Smoked Hard Chicken
The smoked hard chicken is made from hard chicken also known as chicken-bicycle, boiling chicken is an institution in many Sahelian countries (Burkina Faso, Senegal, Mali … etc). It is subject to strong competition from conventional chicken farming. The latter is asepticized, inflated with hormones, full of antibiotics, stuffed with flour, battery-raised, fat, tasteless and tasteless. However, the hard chicken continues to pedal against the current, well helped by its tastier and more flavourful meat.

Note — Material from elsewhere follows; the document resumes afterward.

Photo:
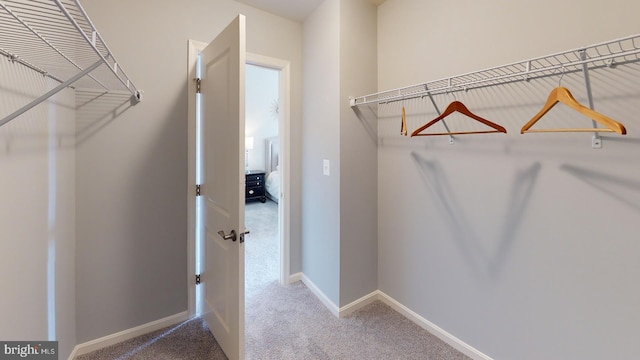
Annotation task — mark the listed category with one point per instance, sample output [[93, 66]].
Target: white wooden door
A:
[[222, 96]]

The hard chicken (boiling chicken) is skinny, skinny, dusty, street-raised, hanging out in the yards, pedaling in the heat to scrape enough food to live on by dancing from one leg to the other, before finishing, firm and tasty, head down and feathery at the back, tied by the legs, outdoors, in front of a shop. In Senegal, it is very common to see chickens in small villages going freely from yard to yard. Some people call them “bicycle chickens” because of their fast and jerky gait.
By dint of building up their muscles while pedaling, their flesh is brown and very firm, but oh so tasty! Don’t be fooled by its small size and compactness. Knowing that old pots make the best sauces, we can then affirm without a doubt that the hard chicken is the grandfather of the village chickens.
Marche Afritibi offers you the best hard chicken in Quebec. Whether fried, on the embers or even smoked, its taste will be incomparable. Don’t pay attention to its small amount of flesh. It’s quality that doesn’t matter the quantity.
Afritibi market advises you to pre-cook the chicken before grilling it on the BBQ. This pre-cooking will be very useful to tenderize the flesh of this biting chicken!